In the Pundit’s plan, the union of Raghu and Coorko, who had earlier shared one human body, through him was the final solution. But in his equations, he had not accounted for human desires and emotions.
On the terrace of Gol Ghar, rivulets of colours flowed that day; crushed flower petals were strewn all over; in the centre of the room, Pundit Ganmat lay drenched, unconscious. A reputed doctor, H N Crawley, was flown in from Bombay to treat the half-dead Pundit but the doctor proclaimed the Pundit had slipped into a coma. Coorko, on the other hand, had started developing a lump on the side of his neck and was asked to test for iodine deficiency.

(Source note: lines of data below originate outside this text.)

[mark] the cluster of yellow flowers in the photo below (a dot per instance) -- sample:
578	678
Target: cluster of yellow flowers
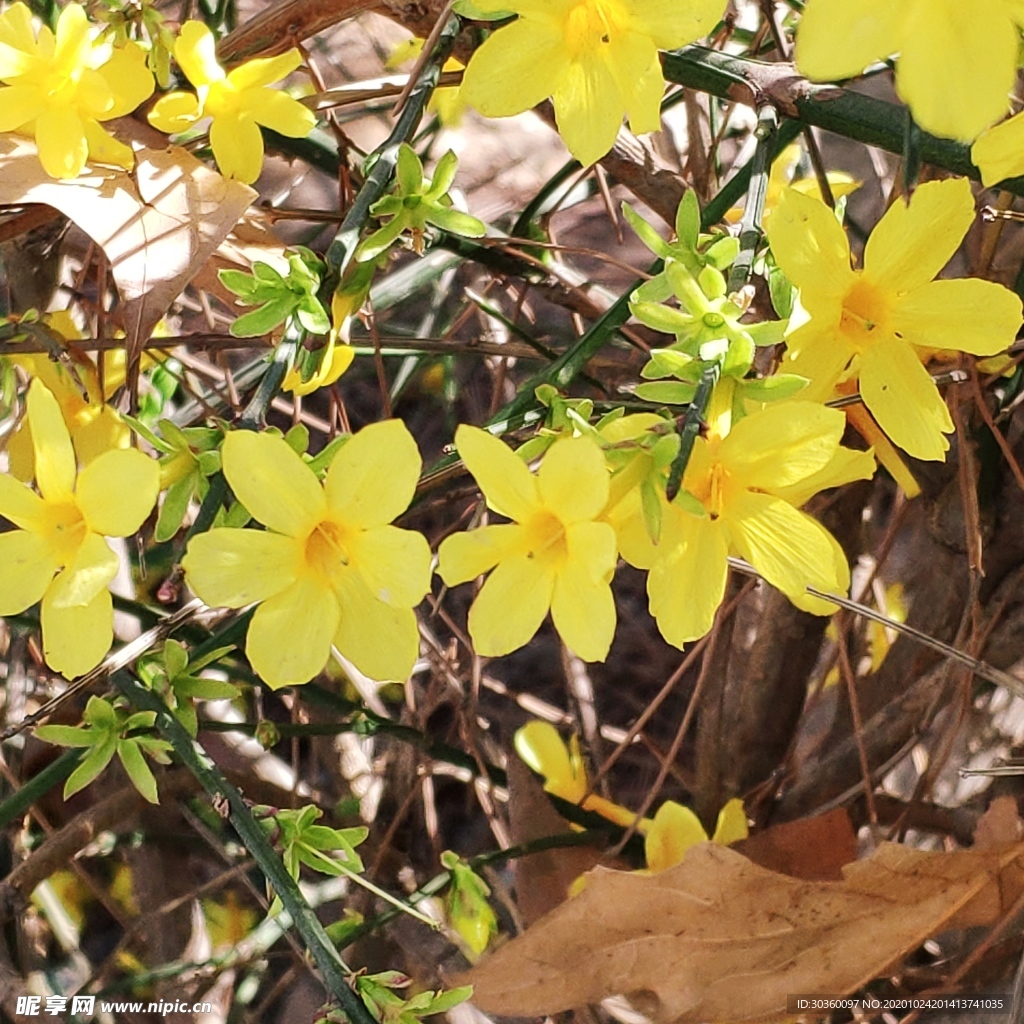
58	86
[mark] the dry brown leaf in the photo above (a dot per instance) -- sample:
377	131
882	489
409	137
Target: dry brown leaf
158	226
999	824
719	938
815	849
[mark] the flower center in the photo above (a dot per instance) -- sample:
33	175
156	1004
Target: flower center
865	314
327	549
590	25
66	527
546	540
222	99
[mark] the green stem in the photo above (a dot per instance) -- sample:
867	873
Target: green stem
690	428
342	249
254	839
852	115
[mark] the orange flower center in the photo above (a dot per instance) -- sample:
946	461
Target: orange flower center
67	529
590	25
865	314
327	548
546	540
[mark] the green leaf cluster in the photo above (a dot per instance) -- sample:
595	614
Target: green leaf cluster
280	298
110	729
417	203
178	680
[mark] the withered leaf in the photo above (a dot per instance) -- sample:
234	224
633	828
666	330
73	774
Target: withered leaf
719	938
158	226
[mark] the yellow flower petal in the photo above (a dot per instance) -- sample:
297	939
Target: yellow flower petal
790	549
674	830
782	444
687	585
229	568
976	316
54	455
117	491
373	477
582	606
507	484
904	400
272	482
175	113
958	66
572	480
998	153
510	607
466	555
381	641
77	638
839	38
290	636
61	142
913	242
394	564
28	569
196	51
238	147
544	751
93	567
731	825
19	504
515	69
589	109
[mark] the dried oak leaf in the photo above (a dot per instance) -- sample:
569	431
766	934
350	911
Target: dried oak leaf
719	938
158	226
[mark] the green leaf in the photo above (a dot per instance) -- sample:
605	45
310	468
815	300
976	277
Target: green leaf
646	233
66	735
264	320
93	763
668	392
774	388
138	770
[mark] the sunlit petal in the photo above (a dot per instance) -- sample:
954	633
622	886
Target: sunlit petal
272	482
373	477
230	568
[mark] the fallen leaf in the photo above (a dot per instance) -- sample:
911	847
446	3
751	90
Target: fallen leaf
1000	823
719	938
815	849
157	226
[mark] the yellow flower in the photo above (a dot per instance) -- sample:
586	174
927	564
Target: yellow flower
329	569
739	498
57	553
59	87
676	828
595	58
780	176
239	101
956	64
867	326
93	425
543	750
553	556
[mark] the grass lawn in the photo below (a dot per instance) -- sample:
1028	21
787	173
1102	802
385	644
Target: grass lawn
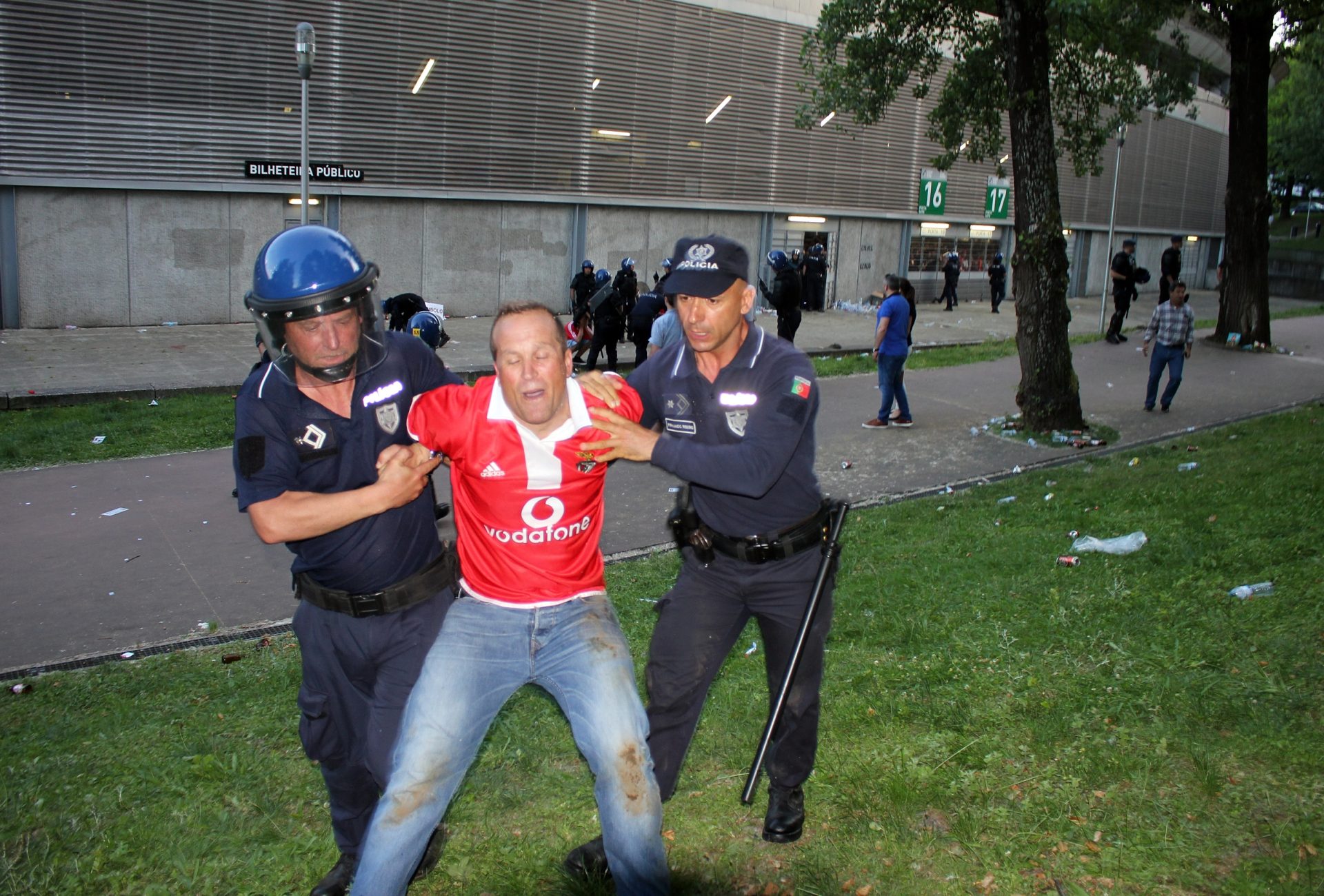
993	723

No one knew if the soul of the infant prince had made it to the world of living, but the secret of vesting the soul in the dead body of the infant prince was lost with Pundit Ganmat anyway. The Maharaja buried the frozen body of his infant son in the palace grounds, not aware that the prince’s soul had made it through after all, and had now set out to wander the world. After months of wandering, the infant’s soul took to a fully developed foetus in the womb of the third wife of a cottage factory owner. The boy born was remarkably tall, a camel in the mountain valley, his step-brothers joked.
Coorko spent the rest of his life in a dingy chamber in the palace, witnessing events that were shaped by one man, himself. His service to Raghu was penance for his sins that he felt were bundled in a lump on his throat. The Maharaja died on his nephew’s twenty first birthday, days after he was made to hand over the kingdom to the nephew. The British Resident did not let him swear his adopted son as the heir. The Maharaja died with desire of seeing his own son, who would send his nephew in exile, on the kingdom’s throne alive in his heart. But Coorko lived to see a man from the valley, a man as tall as a camel, overthrow the entire kingdom and end the princely rule in the state once and forever.
Coorko spent a lifetime waiting for death, which came only when he had seen the consequences of his sin.